Which of the above given statements is/are correct?
- The proto-states of the Gangetic region were known as janapadas and comprised chiefdoms, republics and small kingdoms.
- Sixteen mahajanapadas find mention in the early texts. There were also ganasanghas or oligarchies, which were centred on clans.
- The Vrijjis were one of the best known of the gana-sanghas, and Vaishali was their capital in the Mithila region. These kingdoms did not come under the single decision-making authority of a king but decisions were taken on a collective basis by the heads of the different clans together.
- There were also smaller kingdoms such as Kosala and Kasi.

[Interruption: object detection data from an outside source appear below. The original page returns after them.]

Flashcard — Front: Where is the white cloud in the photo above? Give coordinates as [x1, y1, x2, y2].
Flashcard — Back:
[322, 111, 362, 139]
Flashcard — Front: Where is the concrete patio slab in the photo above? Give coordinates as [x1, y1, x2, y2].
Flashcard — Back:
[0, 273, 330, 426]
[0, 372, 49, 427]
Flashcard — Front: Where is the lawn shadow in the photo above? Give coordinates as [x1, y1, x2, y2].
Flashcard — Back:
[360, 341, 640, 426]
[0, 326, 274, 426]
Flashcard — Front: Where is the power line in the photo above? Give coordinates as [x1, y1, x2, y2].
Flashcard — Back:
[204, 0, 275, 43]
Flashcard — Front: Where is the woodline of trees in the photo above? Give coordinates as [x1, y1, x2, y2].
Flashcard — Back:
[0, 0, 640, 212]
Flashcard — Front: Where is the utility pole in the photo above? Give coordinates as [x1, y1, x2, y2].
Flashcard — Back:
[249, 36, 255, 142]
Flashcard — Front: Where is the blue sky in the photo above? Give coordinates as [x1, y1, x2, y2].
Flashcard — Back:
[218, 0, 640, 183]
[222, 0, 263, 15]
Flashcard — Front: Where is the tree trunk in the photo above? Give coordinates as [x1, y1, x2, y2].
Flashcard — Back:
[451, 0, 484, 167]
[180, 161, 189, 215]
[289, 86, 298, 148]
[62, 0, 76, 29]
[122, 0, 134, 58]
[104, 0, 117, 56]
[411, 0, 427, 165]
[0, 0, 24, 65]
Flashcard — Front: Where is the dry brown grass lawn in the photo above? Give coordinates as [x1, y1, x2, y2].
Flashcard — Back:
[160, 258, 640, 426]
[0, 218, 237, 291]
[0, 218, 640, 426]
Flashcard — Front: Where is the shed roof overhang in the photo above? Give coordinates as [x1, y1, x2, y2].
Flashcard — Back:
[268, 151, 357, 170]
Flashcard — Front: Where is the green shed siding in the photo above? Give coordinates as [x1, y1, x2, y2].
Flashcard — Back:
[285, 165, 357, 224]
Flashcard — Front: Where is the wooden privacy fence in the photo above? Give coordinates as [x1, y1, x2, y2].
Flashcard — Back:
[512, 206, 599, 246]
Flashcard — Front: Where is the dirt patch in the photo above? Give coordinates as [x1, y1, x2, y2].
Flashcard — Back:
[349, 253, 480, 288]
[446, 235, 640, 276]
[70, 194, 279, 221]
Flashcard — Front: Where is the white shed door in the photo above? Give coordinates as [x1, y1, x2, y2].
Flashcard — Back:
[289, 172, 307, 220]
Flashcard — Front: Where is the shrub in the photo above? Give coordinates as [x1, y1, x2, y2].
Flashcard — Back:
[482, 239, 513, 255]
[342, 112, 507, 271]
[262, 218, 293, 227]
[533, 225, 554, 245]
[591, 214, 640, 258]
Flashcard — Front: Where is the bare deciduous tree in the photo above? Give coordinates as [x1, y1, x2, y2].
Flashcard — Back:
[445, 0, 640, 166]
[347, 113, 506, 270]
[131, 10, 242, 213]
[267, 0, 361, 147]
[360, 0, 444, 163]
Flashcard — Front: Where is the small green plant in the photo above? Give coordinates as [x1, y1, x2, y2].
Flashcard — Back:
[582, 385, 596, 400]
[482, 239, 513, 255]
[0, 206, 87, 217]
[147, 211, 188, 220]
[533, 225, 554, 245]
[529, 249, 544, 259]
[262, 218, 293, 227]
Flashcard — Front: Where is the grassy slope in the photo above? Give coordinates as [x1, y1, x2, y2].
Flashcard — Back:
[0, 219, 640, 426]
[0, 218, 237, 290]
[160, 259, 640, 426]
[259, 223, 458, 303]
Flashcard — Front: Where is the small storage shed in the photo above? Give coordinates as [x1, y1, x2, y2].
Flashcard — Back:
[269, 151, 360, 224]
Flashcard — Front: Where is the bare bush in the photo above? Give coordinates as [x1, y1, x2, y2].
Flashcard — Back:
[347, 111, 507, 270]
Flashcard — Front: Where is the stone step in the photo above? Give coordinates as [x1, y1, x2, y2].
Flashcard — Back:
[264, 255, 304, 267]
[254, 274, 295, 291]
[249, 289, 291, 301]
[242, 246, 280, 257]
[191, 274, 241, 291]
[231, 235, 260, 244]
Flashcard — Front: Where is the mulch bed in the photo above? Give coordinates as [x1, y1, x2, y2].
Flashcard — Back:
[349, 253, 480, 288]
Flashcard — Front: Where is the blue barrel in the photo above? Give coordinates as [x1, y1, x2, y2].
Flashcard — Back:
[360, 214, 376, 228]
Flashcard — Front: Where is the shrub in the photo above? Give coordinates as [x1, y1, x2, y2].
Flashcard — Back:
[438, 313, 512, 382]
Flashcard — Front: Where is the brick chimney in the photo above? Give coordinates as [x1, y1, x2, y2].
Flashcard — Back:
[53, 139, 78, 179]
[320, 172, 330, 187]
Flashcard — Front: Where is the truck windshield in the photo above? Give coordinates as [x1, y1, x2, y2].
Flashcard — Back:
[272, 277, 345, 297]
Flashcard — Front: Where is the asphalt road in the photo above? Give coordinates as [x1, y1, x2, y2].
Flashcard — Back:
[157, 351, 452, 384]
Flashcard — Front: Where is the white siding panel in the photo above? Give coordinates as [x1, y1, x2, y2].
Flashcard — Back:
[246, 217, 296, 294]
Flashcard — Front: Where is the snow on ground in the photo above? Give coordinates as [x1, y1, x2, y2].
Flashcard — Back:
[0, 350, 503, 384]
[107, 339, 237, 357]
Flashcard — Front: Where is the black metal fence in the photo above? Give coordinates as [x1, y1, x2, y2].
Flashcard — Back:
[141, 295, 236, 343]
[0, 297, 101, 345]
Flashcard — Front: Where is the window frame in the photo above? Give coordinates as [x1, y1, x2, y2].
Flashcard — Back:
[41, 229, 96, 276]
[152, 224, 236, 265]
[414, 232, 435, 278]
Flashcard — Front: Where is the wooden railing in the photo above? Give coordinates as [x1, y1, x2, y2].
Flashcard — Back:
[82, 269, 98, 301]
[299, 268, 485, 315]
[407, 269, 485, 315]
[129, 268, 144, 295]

It is interesting to note that the names of the clans, such as Ikshvaku and Vrishni, as well as these early kingdoms, are all mentioned in the two epics, Ramayana and Mahabharata.
Monarchies or Kingdoms
- The mahajanapadas on the Gangetic plains were all monarchies. Vedic orthodoxy was an established practice in these kingdoms.
- The priestly class enjoyed a preeminent status in the mahajanapadas unlike in the gana-sanghas. The kingdoms were governed by kings and the administration was centralised.
- The brahman priests provided legitimacy to the king through various rituals. The kingship was hereditary and the succession was in most cases based on the law of primogeniture.
- The king was assisted by councils called parishad and sabha. The councils were advisory in nature. The king appropriated the agricultural surplus through land revenue apart from a few other taxes.
- Bali was a tax imposed based on the area of cultivable land. Bhaga was obtained as a share of the produce. Kara and Shulka were some of the other taxes collected during this period.